Note, by introducing a discount rate smaller than one, the sum of an infinite number of future rewards is still constant. The next state we wish to analyze is the neutral state. In this state, our agent choses to practice for one hour, gaining one unit of knowledge, and then transitions to the motivated state. This simplifies the calculation process tremendously, as we already know the value of the motivated state.

As a final step, we can also calculate the value function of the demotivated state. The process is analogous to the neutral state, resulting in a value of a little over 17.

By examining the state-value functions of our policy in all states, we can deduce that the motivated state is the most rewarding, which is why we should instruct our friend to reach it as quickly as possible and remain there.
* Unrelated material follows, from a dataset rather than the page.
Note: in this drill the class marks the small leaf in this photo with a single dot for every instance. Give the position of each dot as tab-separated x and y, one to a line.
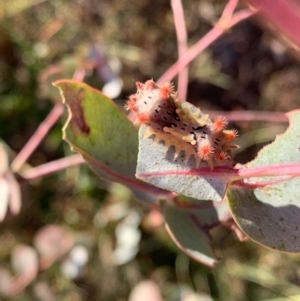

I encourage you to consider developing alternative policy functions and evaluating them using the state-value function. While some of them may be more successful in the short term, they will not generate as much units of knowledge as our proposed theory in the long-term². If you want to dig deeper into the math behind MDPs, policies and value functions, I highly recommend "Reinforcement Learning – An Introduction" by Richard S. Sutton and Andrew G. Barto. Alternatively, I suggest checking out the "RL Course by David Silver" on YouTube.
What’s next?
What if our friend was not into music, but instead asked us to help them build a self-driving car, or our supervisor instructed our team to develop an improved recommender system? Unfortunately, discovering the optimal policy for our example will not help us much with other RL problems. Therefore, we need to devise algorithms that are capable of solving any finite MDP².
In the following blog posts you will explore how to apply various RL algorithms to practical examples. We will start with tabular solution methods, which are the simplest form of RL algorithms and are suitable for solving MDPs with small state and action spaces, such as the one in our example. We will then delve into deep learning to tackle more intricate RL problems with arbitrarily large state and action spaces, where tabular methods are no longer feasible. These approximate solutions methods will be the focus of the second part of this course. Finally, to conclude the course, we will cover some of the most innovative papers in the field of RL, providing a comprehensive analysis of each one, along with practical examples to illustrate the theory.
[1] In our case, the state-value function is simply equal to the discounted return. However, if the environment or the policy were to be nondeterministic, then we would need to sum over all the discounted returns, each weighted by their likelihood.
[2] Proving that the proposed policy is truly optimal in the long run is beyond the scope of this blog post. However, I encourage those interested to seek out a proof as an exercise. I would start by defining a hypothetical optimal policy, then try to demonstrate that the value function of the proposed policy is greater than or equal to the value function of the optimal policy for every state of the environment.
[3] Not all RL problems fit the mathematically idealised form of finite MDPs. Many interesting RL problems require a relaxed formulation. Nevertheless, algorithms developed for finite MDPs will often perform well on RL problems that do not fit the strict formulation.